- Results: The third quarter for O-I Glass saw overall sales volumes fall about 2% year over year. But trends improved over the course of the quarter, with shipments nearly flat year over year in September, executives discussed on an earnings call Wednesday. In the Americas, volumes were down 7%. “We believe underlying consumer consumption represented half of this decline, while specific factors drove the other half,” said CFO John Haudrich, naming inventory adjustments in beer as well as well as exiting some businesses as examples.
- End market demand: While beer and wine sales are declining due to softer consumer demand, O-I sees more sustainable avenues for growth. Challenges with alcohol trends and substrate competition “are expected to be offset by growing interest in premiumization and sustainability,” said CEO Gordon Hardie. “Furthermore, rising consumer health awareness is driving growth in no, low alcohol beverages as well as food and water.”
- Drags during Q3: Other factors impacting quarterly results include a major capital project commissioning in Europe, “inventory correction” in North America and Mexico beer “related to changes in U.S. trade and immigration policies,” and mix changes as O-I “exited some unprofitable business lines,” Haudrich explained. That was “consistent with our focus on increasing economic profit as well as the ongoing trend towards container lightweighting.”

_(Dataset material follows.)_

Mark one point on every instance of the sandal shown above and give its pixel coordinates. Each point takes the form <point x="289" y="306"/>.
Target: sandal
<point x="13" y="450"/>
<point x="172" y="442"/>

- O-I’s cost savings program: O-I’s ongoing cost savings program through 2027, which the company calls Fit to Win, resulted in a $75 million benefit in Q3 and $220 million year to date. “With this momentum, we expect 2025 savings will range between $275 million and $300 million,” Hardie said. “So we are well on our way to at least $650 million of benefits by 2027 on a cumulative basis.”
- Network optimization: O-I said its network optimization is “moving quickly.” In one recently disclosed shutdown, O-I planned to end production at a glass bottle manufacturing facility in Portland, Oregon. O-I has completed about 8% worth of capacity reductions across its network, on the way to an announced target of 13%. All remaining actions should be completed by early next year, the company announced, with most of what’s left affecting sites in Europe.
- Competing with aluminum: O-I has previously said it needs to compete better with aluminum cans. The currently elevated cost of aluminum has upside for glass, executives said. “That has moved that cost differential, for example, in the U.S., which was between 25% and 30%, more into that zone where we believe that historically glass can compete well, which is 15% or lower premium to aluminum,” Haudrich explained. Hardie discussed O-I’s philosophy further. “We can't be reliant on the price of aluminum to be competitive to cans. We've got to find our own path there to 15% or less spread between cans and glass, which we are focused on,” he said. “But it does give us a bit of extra time if aluminum prices rise.”
- Outlook: O-I said that for the full year, it now expects pricing to be flat and sales volumes to be down 2%. Longer term, the company projects it can achieve 1% to 2% annual sales volume growth after 2027.
O-I Glass nears end of network cuts
The manufacturer has closed 8% of its capacity, on the way to a target of 13%. With beer and wine sales declining, O-I is eyeing a more sustainable future in non-alcoholic beverages and food.